Activity History gives your team a complete audit trail for every recipe in your Food Label Maker account. Every change is logged automatically, so you always know who made each edit, what was changed, and when. For teams managing multiple SKUs across several people, this cuts out the back-and-forth that slows down label approvals and gives your compliance team a verifiable record to hand over whenever a regulator or supplier asks.
This guide walks you through opening the log, reading it, and filtering it to find exactly what you need.
Step 1: Open Activity History
From your recipe, open the Manage Recipe menu and select Activity History. The log opens right over your recipe.
Step 2: Read the Log
Every change to the recipe is listed in order, across five columns:
Name: The team member who made the change.
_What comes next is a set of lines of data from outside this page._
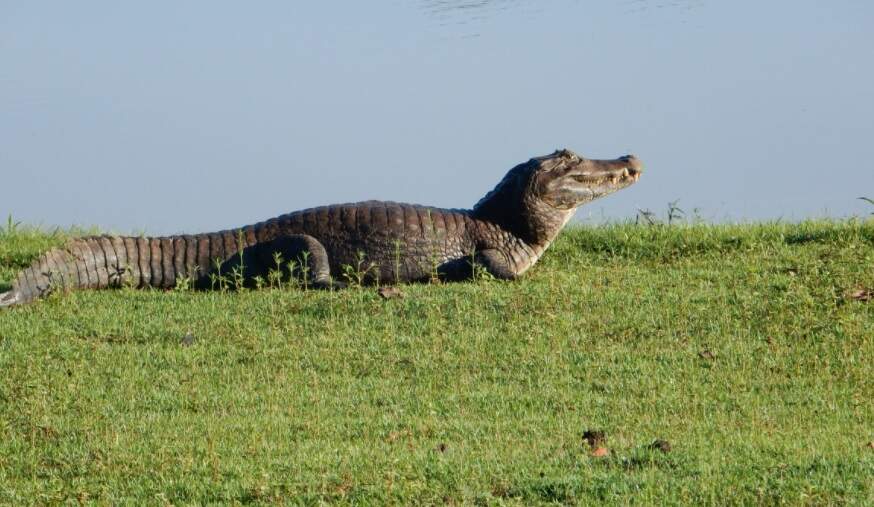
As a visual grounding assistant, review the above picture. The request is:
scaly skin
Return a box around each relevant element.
[0,150,643,307]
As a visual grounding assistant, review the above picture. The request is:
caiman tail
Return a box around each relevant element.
[0,231,256,307]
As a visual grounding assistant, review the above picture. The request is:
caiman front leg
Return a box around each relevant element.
[222,234,345,289]
[475,248,519,280]
[437,248,519,282]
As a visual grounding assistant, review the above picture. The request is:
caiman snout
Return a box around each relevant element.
[619,155,643,174]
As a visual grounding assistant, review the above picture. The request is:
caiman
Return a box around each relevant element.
[0,150,643,307]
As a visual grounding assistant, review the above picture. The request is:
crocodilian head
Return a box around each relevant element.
[529,150,643,210]
[472,150,643,245]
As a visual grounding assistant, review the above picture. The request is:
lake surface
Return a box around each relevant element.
[0,0,874,233]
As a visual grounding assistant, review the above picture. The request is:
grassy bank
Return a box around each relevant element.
[0,220,874,504]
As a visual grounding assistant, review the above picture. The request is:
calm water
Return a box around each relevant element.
[0,0,874,233]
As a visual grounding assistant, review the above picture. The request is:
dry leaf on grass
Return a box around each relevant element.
[592,447,610,458]
[377,287,404,299]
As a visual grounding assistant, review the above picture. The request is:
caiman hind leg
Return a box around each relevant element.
[221,234,345,289]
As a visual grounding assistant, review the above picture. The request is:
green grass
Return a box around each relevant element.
[0,219,874,505]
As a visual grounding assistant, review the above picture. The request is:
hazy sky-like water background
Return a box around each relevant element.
[0,0,874,233]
Module: The part of the recipe that was affected, such as Recipe, Recipe Ingredient, or Tag.
Date: When the change was made.
Action: What was done, such as Created, Updated, or Deleted.
Description: A summary of exactly what changed.
If the log spans multiple pages, use the pagination controls at the bottom to move through older entries.
Step 3: Filter the Log
At the top of the log, three filter dropdowns let you narrow the view:
Name: See the edits made by one team member.
Module: Focus on a specific area, such as ingredients, recipe details, or tags.
Action: Show only what was created, updated, or deleted.
You can combine filters to find exactly what you need. For example, filtering by a team member and the Recipe Ingredient module shows every ingredient change that person made, making it easy to spot an allergen being added or removed, an ingredient being swapped, or a new tag being applied before the label ever reaches print.
Tips
Review Activity History before approving a label. A quick scan of recent changes helps quality teams catch ingredient swaps or allergen edits before printing.
Every entry is date-stamped, so the log serves as a verifiable trail for compliance reviews and supplier traceability requests.
Use the Module filter when investigating a specific issue. If an allergen statement looks off, filtering to the relevant module shows you every related change at once.